Фарадей слышал о районе красных фонарей на Третьей Северной улице и о том, какие споры это вызывало в обществе. Те, кто был против существования такого района, постоянно выступали за его закрытие. Но те, кто его защищал, считали, что он должен существовать, потому что все дамы работали с лицензией и периодически подвергались медицинскому осмотру. В зависимости от того, кто был у власти, этот район то закрывали, то открывали снова, но когда он был открыт, его женщины должны были строго выполнять все правила. Например, эти женщины могли идти за покупками на четыре шага поодаль. Фарадей пытался вразумить Беттину, объяснял ей, что эти дамы не занимаются своим ремеслом в непосредственной близости от нее. Но все его разговоры были напрасными. Она снова настаивала, чтобы он нашел им другое место.

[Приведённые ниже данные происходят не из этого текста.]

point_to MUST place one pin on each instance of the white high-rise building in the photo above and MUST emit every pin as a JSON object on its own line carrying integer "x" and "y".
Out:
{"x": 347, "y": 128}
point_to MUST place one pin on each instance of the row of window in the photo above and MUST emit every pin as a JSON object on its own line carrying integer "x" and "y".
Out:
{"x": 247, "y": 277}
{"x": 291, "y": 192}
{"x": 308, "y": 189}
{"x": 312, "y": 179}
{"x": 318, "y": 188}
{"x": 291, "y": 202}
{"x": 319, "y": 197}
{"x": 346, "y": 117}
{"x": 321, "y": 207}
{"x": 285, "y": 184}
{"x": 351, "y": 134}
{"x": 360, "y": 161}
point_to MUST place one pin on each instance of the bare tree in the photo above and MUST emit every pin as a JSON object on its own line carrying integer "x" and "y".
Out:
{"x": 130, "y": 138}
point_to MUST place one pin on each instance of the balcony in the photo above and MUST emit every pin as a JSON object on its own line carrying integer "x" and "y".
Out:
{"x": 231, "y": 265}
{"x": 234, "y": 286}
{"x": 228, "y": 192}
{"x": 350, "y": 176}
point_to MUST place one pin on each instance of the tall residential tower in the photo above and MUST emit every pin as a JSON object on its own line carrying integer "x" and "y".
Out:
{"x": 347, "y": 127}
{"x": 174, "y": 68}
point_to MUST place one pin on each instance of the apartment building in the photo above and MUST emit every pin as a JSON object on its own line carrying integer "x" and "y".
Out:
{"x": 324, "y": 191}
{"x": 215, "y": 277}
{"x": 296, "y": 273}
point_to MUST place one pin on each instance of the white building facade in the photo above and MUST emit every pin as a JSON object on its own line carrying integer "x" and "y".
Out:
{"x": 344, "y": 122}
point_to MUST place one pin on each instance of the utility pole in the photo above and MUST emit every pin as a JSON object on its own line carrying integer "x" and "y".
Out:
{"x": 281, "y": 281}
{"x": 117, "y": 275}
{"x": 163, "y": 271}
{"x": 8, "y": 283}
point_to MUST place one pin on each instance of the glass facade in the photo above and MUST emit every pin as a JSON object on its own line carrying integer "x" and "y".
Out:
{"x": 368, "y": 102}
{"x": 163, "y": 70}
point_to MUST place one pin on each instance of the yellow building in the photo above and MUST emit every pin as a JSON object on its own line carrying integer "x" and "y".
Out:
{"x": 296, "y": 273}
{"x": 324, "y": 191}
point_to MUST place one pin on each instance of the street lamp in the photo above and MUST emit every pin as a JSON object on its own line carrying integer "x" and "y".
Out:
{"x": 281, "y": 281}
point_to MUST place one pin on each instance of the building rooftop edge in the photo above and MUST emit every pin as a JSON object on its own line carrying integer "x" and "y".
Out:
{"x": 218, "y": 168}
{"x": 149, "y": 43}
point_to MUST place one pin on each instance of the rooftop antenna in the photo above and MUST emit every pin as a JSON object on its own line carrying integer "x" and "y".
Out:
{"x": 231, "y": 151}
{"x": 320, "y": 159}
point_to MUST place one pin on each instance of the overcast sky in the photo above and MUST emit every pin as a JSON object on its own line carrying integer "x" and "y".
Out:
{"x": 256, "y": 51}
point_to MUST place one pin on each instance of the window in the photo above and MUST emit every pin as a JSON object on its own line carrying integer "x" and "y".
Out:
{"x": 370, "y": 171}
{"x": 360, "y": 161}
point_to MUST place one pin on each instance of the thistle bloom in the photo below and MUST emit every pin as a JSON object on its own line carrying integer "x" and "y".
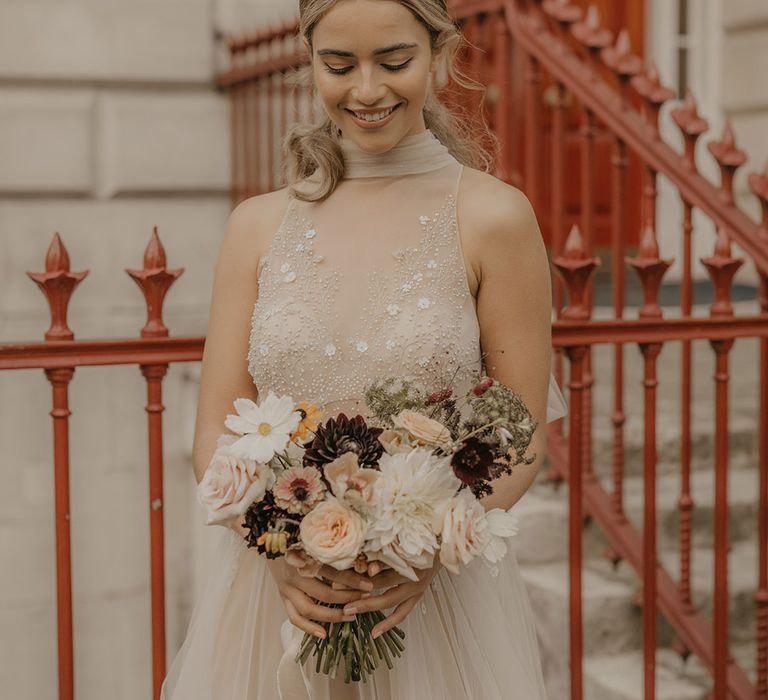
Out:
{"x": 265, "y": 427}
{"x": 298, "y": 489}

Скоро Фарадей уже боялся приезжать в город, и если бы не потребность периодически прижимать к сердцу Моргану, он вообще бы никогда больше там не появлялся.

— И еще ты не принял во внимание приезд мистера Викерса, — язвительным тоном произнесла Беттина.

С тех пор как они покинули Бостон, Беттина регулярно получала от мистера Захарии Викерса открытки и письма из Африки, где он выполнял миссионерскую работу. Обычно на открытках были изображены нагие туземцы, а в письмах он ей рассказывал о своих столкновениях с львами и другими дикими хищниками.

Он прибыл на юго-запад, как поняла Беттина, чтобы привезти «бедным индейцам Аризоны» Библию, и собирался остановиться в Альбукерке на неделю в надежде убедить ее вернуться вместе с ним на восток. Он собирался в течение месяца вернуться в эти края еще раз и снова остановиться здесь, но уже за ответом.

Эта новость повергла Фарадея в панику. Если она согласится и вернется в Бостон? Что ему делать с Морганой? Тогда он не сможет продолжить свои поиски с мистером Уилером, не решится оставить Моргану в чьих-то чужих руках. Но и с собой нельзя ее брать!

На принятие решения Беттина дала ему ровно тридцать дней.

36

— Я не могу вам сказать, куда собираюсь. Извините, доктор Хайтауэр, но это секрет.

Но Фарадей настаивал, Уилер сдался и рассказал, что собирается отправиться в хоган к навахам, к одному из родственников своей жены, чтобы помогать во время ритуала исцеления. Фарадей умолял Уилера взять его с собой, поскольку он слышал о таких ритуалах и страстно хотел наблюдать за всем. Заручившись обещанием Фарадея вести себя тихо и с крайним уважением ко всему, что будет происходить, ковбой неохотно согласился.

Фарадей ликовал. Он заверил Уилера, что не станет мешать.

В Альбукерке он приобрел плоский, маленький чемодан для документов и газет, привязал к нему веревку, чтобы, освободив себе руки, нести его вместе с сумкой, в которой находились альбом для зарисовок, карандаши и древесные угольки. Он рисовал повсюду, куда бы ни ходил, будь то ритуальные танцы хопи, столовые горы или воющие на луну койоты. Рисунок священного ритуала навахов должен был увенчать его изобразительную коллекцию.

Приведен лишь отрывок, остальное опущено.